Sapphire387 · 02/09/2022 11:32

What a storm in a teacup. She's making a big deal over a simple playground accident. It's really not a big deal, and she shouldn't have made it so.

YellowTreeHouse · 02/09/2022 11:34

stuntbubbles · 02/09/2022 11:29

At 18 months, toddlers should be heavily supervised at the playground to not sit at the bottom of the slide/walk in front of swings/generally wander into the danger zones. A is more at fault here than a 3-year-old who has less control of their instincts.

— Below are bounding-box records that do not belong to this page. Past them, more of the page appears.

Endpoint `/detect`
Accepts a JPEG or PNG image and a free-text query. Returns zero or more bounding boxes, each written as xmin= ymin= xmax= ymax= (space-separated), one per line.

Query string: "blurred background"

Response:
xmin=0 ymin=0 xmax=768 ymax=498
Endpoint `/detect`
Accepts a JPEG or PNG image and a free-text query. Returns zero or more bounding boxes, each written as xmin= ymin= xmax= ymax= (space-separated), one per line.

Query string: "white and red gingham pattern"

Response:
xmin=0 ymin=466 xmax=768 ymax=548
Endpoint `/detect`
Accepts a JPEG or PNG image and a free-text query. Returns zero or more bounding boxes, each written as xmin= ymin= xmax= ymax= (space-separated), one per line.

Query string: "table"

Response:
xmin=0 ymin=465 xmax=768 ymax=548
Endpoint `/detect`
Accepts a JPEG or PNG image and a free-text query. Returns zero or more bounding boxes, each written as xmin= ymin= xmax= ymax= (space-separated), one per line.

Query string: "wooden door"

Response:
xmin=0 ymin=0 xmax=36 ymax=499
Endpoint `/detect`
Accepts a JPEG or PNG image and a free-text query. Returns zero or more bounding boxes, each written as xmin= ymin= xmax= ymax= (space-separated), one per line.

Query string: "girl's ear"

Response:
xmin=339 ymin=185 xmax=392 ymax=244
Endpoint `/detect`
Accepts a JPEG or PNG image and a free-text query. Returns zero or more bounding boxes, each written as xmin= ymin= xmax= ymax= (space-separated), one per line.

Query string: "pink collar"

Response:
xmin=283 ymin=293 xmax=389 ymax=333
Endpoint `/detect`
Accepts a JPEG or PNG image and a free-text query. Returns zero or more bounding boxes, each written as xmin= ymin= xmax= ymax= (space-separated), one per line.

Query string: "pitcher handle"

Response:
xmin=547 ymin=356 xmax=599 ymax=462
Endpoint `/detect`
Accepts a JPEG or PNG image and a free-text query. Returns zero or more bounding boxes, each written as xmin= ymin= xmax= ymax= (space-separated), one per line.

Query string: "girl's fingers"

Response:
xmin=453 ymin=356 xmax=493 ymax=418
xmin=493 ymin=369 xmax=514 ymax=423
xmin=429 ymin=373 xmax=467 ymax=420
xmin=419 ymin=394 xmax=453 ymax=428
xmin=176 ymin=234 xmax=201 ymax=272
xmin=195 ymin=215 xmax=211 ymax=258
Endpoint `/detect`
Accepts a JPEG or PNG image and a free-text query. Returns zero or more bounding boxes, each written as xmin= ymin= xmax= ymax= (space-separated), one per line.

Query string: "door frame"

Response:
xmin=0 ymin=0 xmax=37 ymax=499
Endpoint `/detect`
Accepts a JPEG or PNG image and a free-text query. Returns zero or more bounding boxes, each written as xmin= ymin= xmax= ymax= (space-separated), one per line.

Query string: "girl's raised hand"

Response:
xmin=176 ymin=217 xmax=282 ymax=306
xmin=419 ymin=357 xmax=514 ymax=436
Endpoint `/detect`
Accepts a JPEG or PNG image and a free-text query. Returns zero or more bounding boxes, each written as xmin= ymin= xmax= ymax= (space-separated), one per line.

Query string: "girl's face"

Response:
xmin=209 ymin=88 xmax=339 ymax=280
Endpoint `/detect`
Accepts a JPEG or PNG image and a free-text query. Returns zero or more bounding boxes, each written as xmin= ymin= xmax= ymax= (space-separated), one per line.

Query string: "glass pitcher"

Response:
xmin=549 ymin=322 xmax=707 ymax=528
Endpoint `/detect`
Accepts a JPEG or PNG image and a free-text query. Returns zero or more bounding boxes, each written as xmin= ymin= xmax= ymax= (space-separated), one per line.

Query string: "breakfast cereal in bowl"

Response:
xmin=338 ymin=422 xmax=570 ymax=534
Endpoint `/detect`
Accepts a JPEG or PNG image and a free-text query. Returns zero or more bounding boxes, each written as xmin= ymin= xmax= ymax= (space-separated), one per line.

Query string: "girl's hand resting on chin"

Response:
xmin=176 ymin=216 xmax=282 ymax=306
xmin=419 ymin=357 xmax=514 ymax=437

I agree with all of that. None of it contradicts my point.

Marblessolveeverything · 02/09/2022 11:35

She should have had an eye on her toddler and kept him clear of the slide. Your 3 year old was following the rules.

Ignore the drama - there is always at least one "mean girl"!

OhmygodDont · 02/09/2022 11:36

She’s just trying to cover up the fact her lazy parenting meant her child got hurt. No 18th that’s old should be able to put themselves in a position of danger because of the equipment being used at a park because a parent should be supervising.

The three years while yes should of stopped and not gone down is only three years old and was being supervised just mum was just that split second too slow to shout stop. Unlike 18 month olds mum who didn’t even no untill the accident had happened.

ignore her and her little group of followers.

girlmom21 · 02/09/2022 11:37

She absolutely should have supervised her child. It's not going to be a safe place if she allows her children to use equipment incorrectly.

johnd2 · 02/09/2022 11:37

So she thinks it's your fault and you think it's her fault. Then everyone is stewing over it. But the kids probably moved on 1 minute after it happened.
It's no one's fault, it just happened, concentrate on what learnings are for you (and your son) and leave her to make her own learnings.
If everything has to be someone's fault you're going to have a long route through parenthood.

Fwiw it does sound like she has issues, but they are her issues don't make them yours!